Mathematical Formulation:
For B batches:
C_b = A_b \times B_b \quad \text{for} \quad b = 1, 2, ..., B
A_b: [M, K] input matrix for batchbB_b: [K, N] weight matrix for batchbC_b: [M, N] output matrix for batchb
Algorithmic Background:
- All matrices in the batch have the same shape and strides.
- The kernel launches a grid covering all batches, with each block assigned to a batch.

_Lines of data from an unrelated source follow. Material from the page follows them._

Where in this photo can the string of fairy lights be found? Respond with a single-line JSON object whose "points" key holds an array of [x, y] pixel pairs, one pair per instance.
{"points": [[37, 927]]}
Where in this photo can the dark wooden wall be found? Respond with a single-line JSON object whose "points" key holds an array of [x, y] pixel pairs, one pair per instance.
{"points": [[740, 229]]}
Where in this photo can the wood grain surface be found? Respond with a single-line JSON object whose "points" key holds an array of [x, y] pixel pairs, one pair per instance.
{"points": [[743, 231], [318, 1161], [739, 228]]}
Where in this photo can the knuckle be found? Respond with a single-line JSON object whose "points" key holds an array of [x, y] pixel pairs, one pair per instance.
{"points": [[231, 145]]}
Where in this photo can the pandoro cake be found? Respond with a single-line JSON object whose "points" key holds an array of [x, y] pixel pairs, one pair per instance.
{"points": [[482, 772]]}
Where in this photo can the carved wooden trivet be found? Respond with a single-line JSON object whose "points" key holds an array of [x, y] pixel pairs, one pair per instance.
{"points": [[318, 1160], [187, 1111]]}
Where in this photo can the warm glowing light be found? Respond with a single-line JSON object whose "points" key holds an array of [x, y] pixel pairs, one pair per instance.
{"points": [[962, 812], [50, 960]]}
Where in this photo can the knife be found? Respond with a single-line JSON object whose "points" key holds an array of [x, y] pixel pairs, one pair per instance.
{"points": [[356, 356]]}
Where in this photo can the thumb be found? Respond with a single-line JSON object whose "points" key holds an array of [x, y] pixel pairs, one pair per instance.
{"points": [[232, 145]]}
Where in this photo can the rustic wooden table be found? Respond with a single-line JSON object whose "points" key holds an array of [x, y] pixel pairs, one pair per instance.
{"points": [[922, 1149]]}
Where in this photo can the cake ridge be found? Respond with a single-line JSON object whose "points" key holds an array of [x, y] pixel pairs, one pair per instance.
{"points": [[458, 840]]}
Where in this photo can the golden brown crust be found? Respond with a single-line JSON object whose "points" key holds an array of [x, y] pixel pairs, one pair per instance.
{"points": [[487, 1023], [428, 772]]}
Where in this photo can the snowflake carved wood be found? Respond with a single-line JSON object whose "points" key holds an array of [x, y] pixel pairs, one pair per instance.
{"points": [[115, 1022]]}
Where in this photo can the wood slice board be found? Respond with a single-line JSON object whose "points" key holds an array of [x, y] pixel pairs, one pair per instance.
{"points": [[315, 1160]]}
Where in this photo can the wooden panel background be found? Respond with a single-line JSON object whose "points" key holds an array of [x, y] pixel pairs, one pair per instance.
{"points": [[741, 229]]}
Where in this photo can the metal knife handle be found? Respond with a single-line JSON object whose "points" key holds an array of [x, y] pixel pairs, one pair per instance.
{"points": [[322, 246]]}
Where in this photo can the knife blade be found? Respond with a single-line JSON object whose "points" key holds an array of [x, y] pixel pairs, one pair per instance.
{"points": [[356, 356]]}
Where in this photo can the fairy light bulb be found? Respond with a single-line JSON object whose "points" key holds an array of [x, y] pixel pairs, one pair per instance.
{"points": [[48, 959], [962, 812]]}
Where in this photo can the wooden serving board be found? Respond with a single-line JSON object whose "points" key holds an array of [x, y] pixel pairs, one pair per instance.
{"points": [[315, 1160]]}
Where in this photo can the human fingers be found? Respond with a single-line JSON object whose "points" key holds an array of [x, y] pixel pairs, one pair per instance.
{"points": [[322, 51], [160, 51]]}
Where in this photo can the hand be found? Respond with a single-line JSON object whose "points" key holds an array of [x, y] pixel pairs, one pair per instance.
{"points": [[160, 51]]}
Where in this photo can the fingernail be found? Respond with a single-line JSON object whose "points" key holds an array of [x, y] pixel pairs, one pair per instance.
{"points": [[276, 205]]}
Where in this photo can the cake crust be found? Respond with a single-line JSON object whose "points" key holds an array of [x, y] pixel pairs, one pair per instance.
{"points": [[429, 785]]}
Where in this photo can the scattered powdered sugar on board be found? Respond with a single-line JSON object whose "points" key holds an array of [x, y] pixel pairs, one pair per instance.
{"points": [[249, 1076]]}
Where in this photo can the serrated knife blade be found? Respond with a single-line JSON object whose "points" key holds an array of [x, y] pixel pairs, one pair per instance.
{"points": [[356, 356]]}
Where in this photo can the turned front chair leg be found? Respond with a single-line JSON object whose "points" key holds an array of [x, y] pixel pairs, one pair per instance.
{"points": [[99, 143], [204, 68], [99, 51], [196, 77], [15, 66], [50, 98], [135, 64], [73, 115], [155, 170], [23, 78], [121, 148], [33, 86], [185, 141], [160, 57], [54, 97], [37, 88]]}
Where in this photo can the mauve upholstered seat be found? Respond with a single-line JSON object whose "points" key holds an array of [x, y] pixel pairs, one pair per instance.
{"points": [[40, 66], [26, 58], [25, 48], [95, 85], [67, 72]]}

- Used for multi-head attention, parallel MLPs, and more.
How to Run
Prerequisites
Please follow the instructions in the main Build Guide section as a prerequisite to building and running this example.
Build and run
cd composable_kernel/example/24_batched_gemm
mkdir build && cd build
cmake -DCMAKE_CXX_COMPILER=/opt/rocm/bin/hipcc ..
make -j
# Example run
./batched_gemm_xdl --verify=1 --time=1
Source Code Structure
Directory Layout
example/24_batched_gemm/
├── batched_gemm_xdl.cpp # Main example: sets up, runs, and verifies batched GEMM
include/ck/tensor_operation/gpu/device/
│ └── device_batched_gemm_xdl.hpp # Device-level batched GEMM API
include/ck/tensor_operation/gpu/grid/
│ └── gridwise_batched_gemm_xdl.hpp # Grid-level batched GEMM kernel
Key Classes and Functions
- DeviceBatchedGemmXdl (in
device_batched_gemm_xdl.hpp):
Device API for batched GEMM. - gridwise_batched_gemm_xdl (in
gridwise_batched_gemm_xdl.hpp):
Implements the tiled/blocking batched GEMM kernel.
This example demonstrates how Composable Kernel supports efficient parallel matrix multiplication for batched and multi-head workloads.